With this expectation, research firms IDC and Gartner believe that AI PCs will grow fast and represent a substantial portion, if not a majority, of personal computers that get shipped by vendors over the next few years. IDC, for example, has forecasted that AI PC shipments will more than triple between 2024 and 2027 to represent 60 percent of total PC shipments across the world by the end of that period.
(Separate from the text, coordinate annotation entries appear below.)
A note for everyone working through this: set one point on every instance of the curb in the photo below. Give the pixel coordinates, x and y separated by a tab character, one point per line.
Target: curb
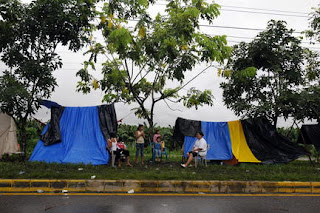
156	186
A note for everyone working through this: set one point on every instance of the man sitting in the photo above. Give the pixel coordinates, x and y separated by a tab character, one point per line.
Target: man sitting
199	149
158	148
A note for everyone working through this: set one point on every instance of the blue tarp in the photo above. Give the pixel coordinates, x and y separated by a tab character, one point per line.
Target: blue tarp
49	104
217	136
82	139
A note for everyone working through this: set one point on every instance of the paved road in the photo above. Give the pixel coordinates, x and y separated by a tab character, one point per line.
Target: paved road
154	204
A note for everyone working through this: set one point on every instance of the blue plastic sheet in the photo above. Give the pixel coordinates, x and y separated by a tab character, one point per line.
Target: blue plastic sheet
82	139
218	137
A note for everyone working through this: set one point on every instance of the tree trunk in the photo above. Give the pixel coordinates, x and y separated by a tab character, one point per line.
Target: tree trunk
23	134
151	129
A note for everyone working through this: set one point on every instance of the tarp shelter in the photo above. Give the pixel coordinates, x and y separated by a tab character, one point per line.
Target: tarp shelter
251	140
218	138
310	134
267	144
77	135
240	148
8	135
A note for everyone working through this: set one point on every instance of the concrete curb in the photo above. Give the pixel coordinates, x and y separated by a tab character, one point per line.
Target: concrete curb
156	186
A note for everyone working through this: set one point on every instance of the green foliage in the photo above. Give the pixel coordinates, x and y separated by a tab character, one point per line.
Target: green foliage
140	60
29	36
314	27
294	171
291	133
268	74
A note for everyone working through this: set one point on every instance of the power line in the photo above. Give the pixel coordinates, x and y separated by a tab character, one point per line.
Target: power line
264	13
262	9
259	11
237	28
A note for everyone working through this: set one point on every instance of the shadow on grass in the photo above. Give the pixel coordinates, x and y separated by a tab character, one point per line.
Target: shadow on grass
168	170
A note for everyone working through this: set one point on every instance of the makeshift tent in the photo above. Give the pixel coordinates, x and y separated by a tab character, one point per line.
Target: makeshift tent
310	134
78	136
218	138
240	148
268	145
251	140
8	135
184	127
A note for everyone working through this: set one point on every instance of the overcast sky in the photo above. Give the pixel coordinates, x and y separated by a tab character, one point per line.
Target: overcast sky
66	94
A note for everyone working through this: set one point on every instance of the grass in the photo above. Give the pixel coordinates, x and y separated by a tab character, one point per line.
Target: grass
171	170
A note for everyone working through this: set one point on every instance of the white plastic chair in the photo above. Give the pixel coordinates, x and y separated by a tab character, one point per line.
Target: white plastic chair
201	159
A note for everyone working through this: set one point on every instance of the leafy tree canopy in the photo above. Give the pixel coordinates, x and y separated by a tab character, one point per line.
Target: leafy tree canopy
266	76
143	53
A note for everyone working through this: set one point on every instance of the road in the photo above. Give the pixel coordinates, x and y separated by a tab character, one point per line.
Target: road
154	204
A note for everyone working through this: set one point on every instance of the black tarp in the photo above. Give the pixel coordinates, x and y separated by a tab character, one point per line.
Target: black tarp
108	120
267	145
311	135
184	127
53	135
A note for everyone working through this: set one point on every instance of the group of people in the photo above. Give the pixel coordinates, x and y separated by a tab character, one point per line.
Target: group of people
117	147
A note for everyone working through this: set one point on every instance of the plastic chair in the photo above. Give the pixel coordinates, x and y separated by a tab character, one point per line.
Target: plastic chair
113	157
164	152
201	159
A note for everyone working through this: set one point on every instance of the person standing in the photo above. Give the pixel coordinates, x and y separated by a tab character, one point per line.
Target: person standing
140	136
199	149
155	136
112	146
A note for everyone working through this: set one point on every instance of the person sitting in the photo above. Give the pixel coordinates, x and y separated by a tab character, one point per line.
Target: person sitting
158	148
122	151
155	136
199	149
112	145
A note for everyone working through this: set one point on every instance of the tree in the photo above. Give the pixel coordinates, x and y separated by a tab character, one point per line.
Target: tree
29	36
140	61
265	76
309	101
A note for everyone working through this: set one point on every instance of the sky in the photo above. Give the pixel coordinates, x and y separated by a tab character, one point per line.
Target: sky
66	95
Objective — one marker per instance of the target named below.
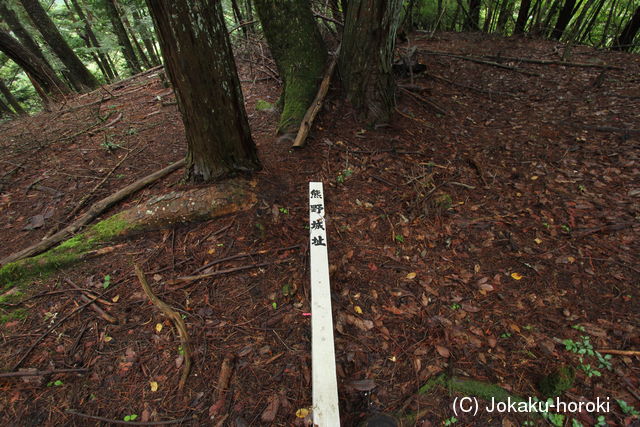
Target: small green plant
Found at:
(628, 409)
(342, 176)
(106, 282)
While this represents a new way to stay relevant for traditional CPU players Intel and AMD, it also represents an opportunity for Qualcomm, Nvidia and MediaTek to gain a foothold in the market and chip away at the x86 CPU duopoly.
The move to release a CPU for PCs would echo Nvidia’s data center strategy, in which it has sought to own a larger share of computations by introducing its own Arm-based CPU that is tuned to optimize system performance in conjunction with its GPUs.
It’s worth noting that Nvidia has already done significant groundwork in enabling and accelerating the development of AI PC applications that take advantage of its RTX GPU. For instance, the company announced last June the Nvidia RTX AI Toolkit, which allows developers to customize, optimize and deploy generative AI models on RTX AI PCs.
Meanwhile, MediaTek’s entry into the PC CPU market would represent a lateral move from the Arm-based CPUs it designs for Chromebooks.
Why Microsoft Plays A Big Role In New CPU Contenders
The other force that is likely driving Nvidia and MediaTek to release their own PC CPUs is none other than Microsoft, which has spent the past several years developing and hardening Windows support for Arm processors.
Microsoft has shown that it is very interested in fighting against the popularity of Apple’s Mac computers—which have been using custom, Arm-based chips since 2020—by partnering with whichever chip company it can to push the boundaries for performance, efficiency and new experiences on Windows.
When it came to the June launch of its Copilot+ PC program, Qualcomm was in the right place at the right time to make all the difference. Meanwhile, Copilot+ features have yet to become generally available for PCs powered by the latest x86 chips from Intel and AMD.
In other words, we’re far away from the days of the “Wintel” Windows-Intel alliance or even the idea of Windows being synonymous with the x86 architecture. Microsoft is now approaching chip architecture with a more open mind.
With Microsoft’s partnership with Qualcomm serving as part of a larger effort to make Arm viable for Windows PCs, the CPU plans by Nvidia and MediaTek could further the tech giant’s agenda by giving it more options for chips that enable game-changing experiences.